Similar to transitions, the animation property can accept a duration, delay and timing function. You can think of keyframes as a really short timeline or line that goes from point A to point B (so unidirectional) that can be alternate, repeating and triggered with different timings.

We will continue our journey designing micro-interactions, this time taking advantage of keyframe animations!

.block {
  animation: dropIn 5s ease-out infinite forwards;
  animation-delay: calc(var(--order) * 500ms);
}

@keyframes dropIn {
  20% {
    opacity: 0;
    transform: translateY(-20%);
  }

  50% {
    opacity: 0.5;
    transform: translateY(-10%);
  }

  100% {
    opacity: 1;
    transform: translateY(0);
  }
}

As with transitions, we can define a duration, delay and timing function in the animation declaration. Plus, we can add the fill-mode to say what happens when the duration (e.g 5sec) ends. Un this case it keeps iterating through the keyframe.

In the example above, you will notice we’ve added a CSS variable --order to handle the delay of each block. This is useful so the elments don’t show at the same time in the animation but rather at sequencial, a staggered animation.

Jump to headingSVG micro-interactions

We can’t talk about micro-interactions without SVG animations, probably the most fun to build!

hover me!
svg #handle {
  /* Exit transition */
  transition: transform 300ms 100ms ease-in-out;
  transform: translateY(-14px);
}

svg :is(#left, #right, #mid) {
  transition: opacity 300ms ease-in-out;
  transition-delay: calc(var(--delay, 1) * 1ms);
  opacity: 0;
}

svg:hover {
  #left,
  #right,
  #mid {
    opacity: 1;
  }
  #handle {
    /* Enter transition */
    transition: transform 500ms 100ms cubic-bezier(0.68, -0.6, 0.32, 1.6);
    transform: translateY(0);
  }
}

The key to animate SVGs is to animate different parts the icon, one at a time. SVG graphics are often built from shapes like <circle>, <rect>, <line> or just a bunch of <path>'s 😅

Like in the example, we can declare a transition (or animation) for each individual part.

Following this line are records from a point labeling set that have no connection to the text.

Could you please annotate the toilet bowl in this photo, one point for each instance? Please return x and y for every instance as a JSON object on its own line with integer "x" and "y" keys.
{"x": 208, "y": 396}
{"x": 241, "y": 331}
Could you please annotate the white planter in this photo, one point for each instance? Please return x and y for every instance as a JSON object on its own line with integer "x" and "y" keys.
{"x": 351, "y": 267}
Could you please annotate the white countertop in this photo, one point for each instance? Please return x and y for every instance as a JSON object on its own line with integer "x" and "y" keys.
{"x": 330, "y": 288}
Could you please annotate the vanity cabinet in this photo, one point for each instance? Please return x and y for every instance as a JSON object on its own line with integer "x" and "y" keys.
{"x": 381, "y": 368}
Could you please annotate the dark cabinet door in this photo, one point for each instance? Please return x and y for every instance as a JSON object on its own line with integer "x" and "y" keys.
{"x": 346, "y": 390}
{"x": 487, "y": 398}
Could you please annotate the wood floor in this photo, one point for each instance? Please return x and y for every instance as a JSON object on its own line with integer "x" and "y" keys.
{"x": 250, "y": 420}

Starting with the #handle, we hide it with translateY and declare an enter transition and exit transition to move it back to normal.

All three #left, #right, and #mid sound sticks are changing their opacity from 0 to 1 when hovering with a delay.

HeartRocket

Jump to headingWrapping up

It’s about little details. These same details can make the experience of your app a lot more playful. CSS transitions and animations are way powerful than they might seem.

That’s all for today, but you don’t have to stop here! I hope you’ve found this post inspiring to build more whimsical experiences.